Hacker News new | past | comments | ask | show | jobs | submit login

For context: Amazon Cloud Drive is a Google Drive/Dropbox analog, except that it provides "unlimited" storage space and bandwidth for $5/month. The built-in user interface requires you to manually upload/download files through a web browser, but the service also supports an API for programmatic access. So tools like rclone and acd_cli were developed to let you do bulk transfers and/or mount your storage as a network filesystem, optionally with encryption (which defeats any attempts Amazon might try to use for deduplication).

Now Amazon is suffering the obvious consequence of offering unlimited storage: people are using it to store tens of terabytes of media and/or backups at very low cost. In an attempt to kill off heavy users, they shut down registration of new API keys several months ago, and now they're systematically revoking the API keys used by popular open-source tools.




Yeah, this is a hard one. There are users on /r/DataHoarder/ that claim to have uploaded literally 100s of (encrypted) TBs to Cloud Drive, which is plainly unsustainable and abusive.

On the other hand, they've also killed the product for a lot of more legitimate users as well. The Amazon web interface and apps for Cloud Drive are obnoxiously terrible, and Rclone really is just a better way to use it. I've been using it to sync 10s of GBs of photos between all my different computers, but with Rclone unavailable, I'll have to fall back to Google Drive, S3, or some other option (the unlimitedness of Cloud Drive was good peace of mind).

I'll be keeping an eye on it over the next few weeks to see whether shipping a binary with OAuth secrets was actually the reason for the ban, or just a pretext for getting the Rclone users off the service (personally, I suspect the latter).

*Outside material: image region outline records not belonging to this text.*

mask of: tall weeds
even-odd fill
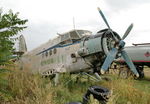
[[[5,90],[8,93],[1,99],[5,104],[52,104],[51,83],[27,70],[13,70]]]

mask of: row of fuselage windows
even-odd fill
[[[46,58],[46,57],[51,56],[51,55],[56,54],[56,53],[57,53],[56,48],[51,49],[49,51],[45,51],[45,52],[42,53],[42,58]]]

I just use it to upload daily encrypted backups of my mail-server (< 500MB per month)... so I wouldn't mind if they set some reasonable limit to encrypted uploads (say 1-10TB).

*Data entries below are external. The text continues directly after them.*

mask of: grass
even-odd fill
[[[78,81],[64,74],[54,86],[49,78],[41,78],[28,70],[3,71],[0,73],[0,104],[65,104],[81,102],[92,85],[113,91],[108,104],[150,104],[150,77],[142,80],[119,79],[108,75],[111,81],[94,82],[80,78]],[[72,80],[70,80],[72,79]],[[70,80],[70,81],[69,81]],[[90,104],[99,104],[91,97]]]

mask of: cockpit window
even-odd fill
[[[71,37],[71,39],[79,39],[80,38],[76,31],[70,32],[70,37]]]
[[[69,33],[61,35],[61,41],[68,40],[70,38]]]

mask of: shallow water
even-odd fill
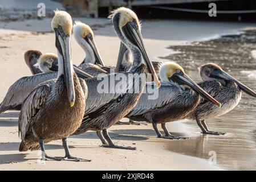
[[[167,57],[181,65],[194,80],[200,80],[197,67],[214,63],[246,85],[256,90],[256,49],[254,30],[225,36],[205,42],[194,42],[170,48],[180,53]],[[166,57],[165,57],[166,59]],[[190,138],[169,142],[170,151],[205,159],[216,152],[217,164],[227,169],[256,169],[256,98],[243,93],[239,105],[230,112],[206,120],[212,131],[225,131],[225,135],[202,135],[196,122],[186,121]]]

I feel like anyone who's actually uploading personal content and who isn't uploading media files that are amenable to deduplication would be comfortable with some threshold as well.

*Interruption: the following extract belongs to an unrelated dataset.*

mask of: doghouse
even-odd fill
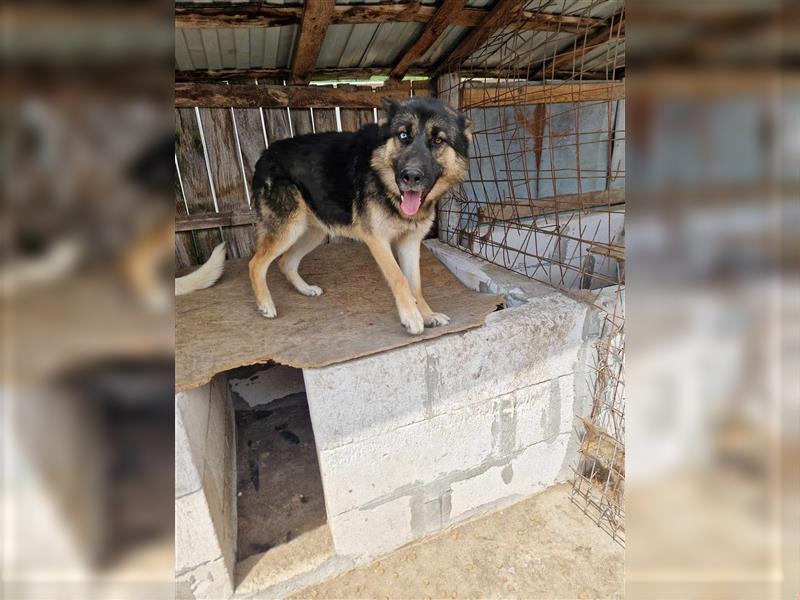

> so I wouldn't mind if they set some reasonable limit to encrypted uploads (say 1-10TB).

How is Amazon supposed to distinguish between encrypted and non-encrypted data that you upload?


A heuristic. No common magic header and poor compressibility? Likely encrypted.


Since encrypted data is indistinguishable from random noise, I think poor compressibility is actually zero compressibility, isn't it?

There are tools to search for TrueCrypt / other encrypted partitions on disks, so it's a solved problem to detect encrypted data.

It would be unfortunate if services ban the ability to upload encrypted secrets, though. On the other hand, that'd be good for Tarsnap. I wonder how much it'd cost to store 10TB on it?


The first billion of digits of Pi might look pretty random, but there might be a short program which genrates them - which can be considered a compressed form. In general, it is impossible to decide how good a given string might be compressed. https://en.wikipedia.org/wiki/Kolmogorov_complexity


Might be a short program that generates them? I'm going to go ahead and file that in the understate of the century folder.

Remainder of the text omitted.